Google Photos will be trickier still, partly because I’ve not looked for a self-hosted solution for that yet. There is also the problem with how to provide access to my internal servers to the internet safely so that photos can be uploaded / downloaded from the phone when I’m out and about. Headscale might be one way to solve this.
I also want to put together a dashboard on grafana that will show me a comprehensive high level overview of my whole estate on one monitor - that’s an endeavour for another day.
Conclusion
So far in my journey, I have migrated key repos from GitHub, both private and
public to safer places. I feel substantially safer already. Most of the repos
were code, but one was my zettelkasten / second brain knowledge archive. This
used to be a private repo on GitHub. It is now stored on atlas across from me
in my room, encrypted and backed up to Scaleway. That was the biggest win of
this whole process.
The rest of the data will come down here in time, and I have no doubt that I’ll feel safer by the end of it.
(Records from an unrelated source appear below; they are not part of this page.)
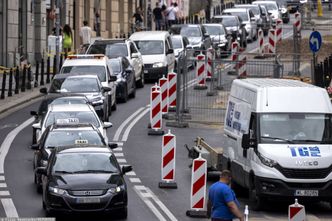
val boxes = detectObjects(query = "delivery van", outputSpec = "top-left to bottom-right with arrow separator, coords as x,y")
222,79 -> 332,210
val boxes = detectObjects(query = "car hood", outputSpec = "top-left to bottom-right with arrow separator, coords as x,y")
52,173 -> 122,190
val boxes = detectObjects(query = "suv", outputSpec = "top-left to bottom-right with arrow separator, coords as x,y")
60,54 -> 117,115
86,38 -> 144,88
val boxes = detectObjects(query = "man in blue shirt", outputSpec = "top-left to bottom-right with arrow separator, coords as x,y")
208,170 -> 244,221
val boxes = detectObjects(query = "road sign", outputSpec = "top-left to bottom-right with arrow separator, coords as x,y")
309,31 -> 322,53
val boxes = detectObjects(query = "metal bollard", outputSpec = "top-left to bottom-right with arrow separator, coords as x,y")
0,72 -> 7,99
8,68 -> 13,97
21,65 -> 27,92
40,58 -> 45,85
15,66 -> 20,94
34,61 -> 39,87
46,57 -> 51,84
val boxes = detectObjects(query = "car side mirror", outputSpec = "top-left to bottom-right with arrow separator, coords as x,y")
108,143 -> 118,150
39,87 -> 47,94
108,75 -> 118,82
103,122 -> 113,129
121,166 -> 133,174
35,167 -> 47,176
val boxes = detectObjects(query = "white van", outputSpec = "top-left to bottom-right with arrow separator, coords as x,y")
130,31 -> 175,80
222,79 -> 332,209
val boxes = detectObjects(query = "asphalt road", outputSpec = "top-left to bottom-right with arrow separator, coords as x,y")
0,13 -> 332,221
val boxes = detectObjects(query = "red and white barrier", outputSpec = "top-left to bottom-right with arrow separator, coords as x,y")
276,18 -> 283,42
167,72 -> 177,109
258,28 -> 264,55
288,199 -> 306,221
159,76 -> 168,114
159,130 -> 177,188
268,29 -> 277,54
294,12 -> 302,32
187,156 -> 207,216
194,53 -> 206,89
148,84 -> 164,135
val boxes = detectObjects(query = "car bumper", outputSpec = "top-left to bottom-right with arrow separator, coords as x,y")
255,177 -> 332,201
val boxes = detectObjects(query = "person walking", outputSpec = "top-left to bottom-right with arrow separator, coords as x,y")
207,170 -> 244,221
62,24 -> 73,54
152,2 -> 163,30
80,20 -> 92,52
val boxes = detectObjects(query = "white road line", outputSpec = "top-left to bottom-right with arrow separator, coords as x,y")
113,107 -> 144,141
1,199 -> 18,218
122,108 -> 150,141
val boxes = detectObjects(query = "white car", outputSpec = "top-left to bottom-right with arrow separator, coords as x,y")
32,104 -> 112,142
86,38 -> 144,88
60,54 -> 117,115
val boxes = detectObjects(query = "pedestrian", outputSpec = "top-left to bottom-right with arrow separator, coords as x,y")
153,2 -> 163,30
62,24 -> 73,54
80,20 -> 92,49
166,2 -> 178,28
207,170 -> 244,221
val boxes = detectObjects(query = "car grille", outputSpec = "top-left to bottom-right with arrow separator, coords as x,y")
276,164 -> 332,179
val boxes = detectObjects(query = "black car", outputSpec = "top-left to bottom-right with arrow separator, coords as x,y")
109,57 -> 136,102
31,123 -> 117,192
30,95 -> 89,144
35,147 -> 132,218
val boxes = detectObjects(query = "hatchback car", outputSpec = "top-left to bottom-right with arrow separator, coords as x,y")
109,57 -> 136,102
86,38 -> 144,88
36,147 -> 132,218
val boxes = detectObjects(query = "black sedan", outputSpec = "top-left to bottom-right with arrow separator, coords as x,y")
109,57 -> 136,102
31,124 -> 117,192
36,147 -> 132,218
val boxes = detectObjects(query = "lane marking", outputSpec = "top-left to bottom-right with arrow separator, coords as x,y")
1,199 -> 18,218
122,108 -> 150,141
113,107 -> 144,141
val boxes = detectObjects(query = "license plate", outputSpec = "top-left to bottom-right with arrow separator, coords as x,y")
77,197 -> 100,203
295,190 -> 319,196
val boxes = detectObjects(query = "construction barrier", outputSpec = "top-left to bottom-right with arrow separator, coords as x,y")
194,53 -> 207,90
288,199 -> 306,221
276,18 -> 283,42
159,76 -> 168,114
268,29 -> 277,54
186,155 -> 207,217
167,72 -> 177,111
148,85 -> 164,135
159,130 -> 177,189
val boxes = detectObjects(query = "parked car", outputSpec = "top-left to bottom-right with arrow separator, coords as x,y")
36,147 -> 132,219
130,31 -> 176,80
86,38 -> 144,88
222,8 -> 257,42
203,23 -> 232,57
212,15 -> 247,48
109,57 -> 136,102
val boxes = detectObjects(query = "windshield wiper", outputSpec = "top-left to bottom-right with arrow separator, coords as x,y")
261,136 -> 294,144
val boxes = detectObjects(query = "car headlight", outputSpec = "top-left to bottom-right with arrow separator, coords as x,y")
152,62 -> 164,68
48,186 -> 67,195
257,153 -> 277,167
107,186 -> 121,194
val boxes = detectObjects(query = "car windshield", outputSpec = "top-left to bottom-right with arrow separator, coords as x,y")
109,59 -> 121,74
105,43 -> 128,58
180,26 -> 202,38
259,113 -> 332,143
44,130 -> 106,148
172,38 -> 182,49
50,77 -> 100,93
204,25 -> 225,35
45,111 -> 100,127
61,65 -> 106,82
135,40 -> 164,55
52,152 -> 119,173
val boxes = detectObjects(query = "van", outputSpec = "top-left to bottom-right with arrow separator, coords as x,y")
222,79 -> 332,210
130,31 -> 175,80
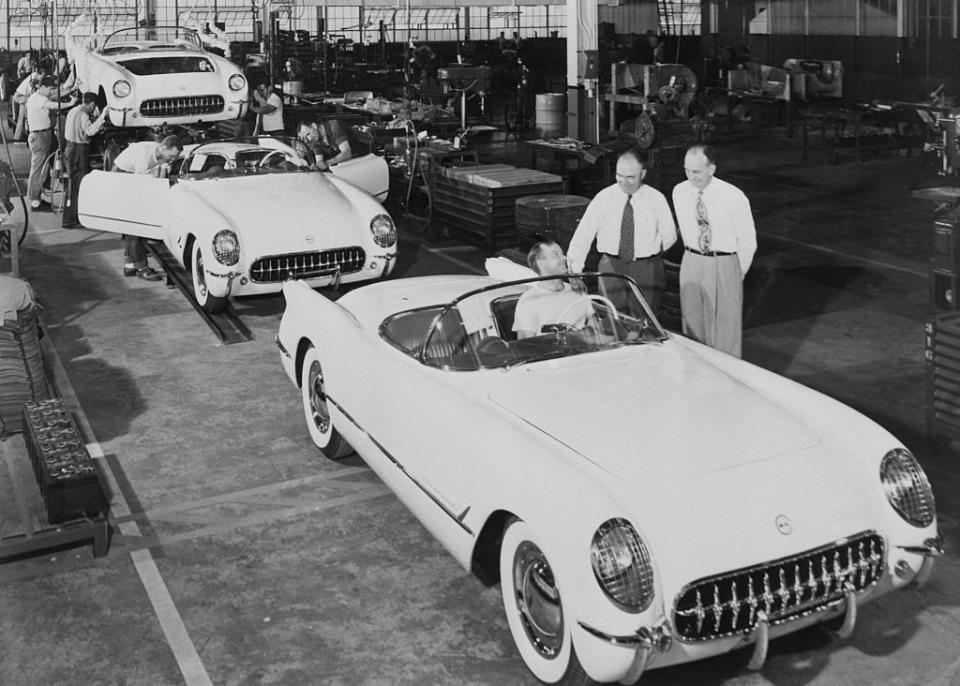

Am I actually safer? That is much harder to measure. I know that I have limited the attack surface as much as possible. Plus, my scale is so small that I am unlikely to be targeted.
On the other hand, GitHub and other cloud platforms have a lot of people worrying about and considering security and safety on a daily basis. They regularly patch the servers and track security vulnerabilities.
Am I actually safer? I don’t know - but I feel safer.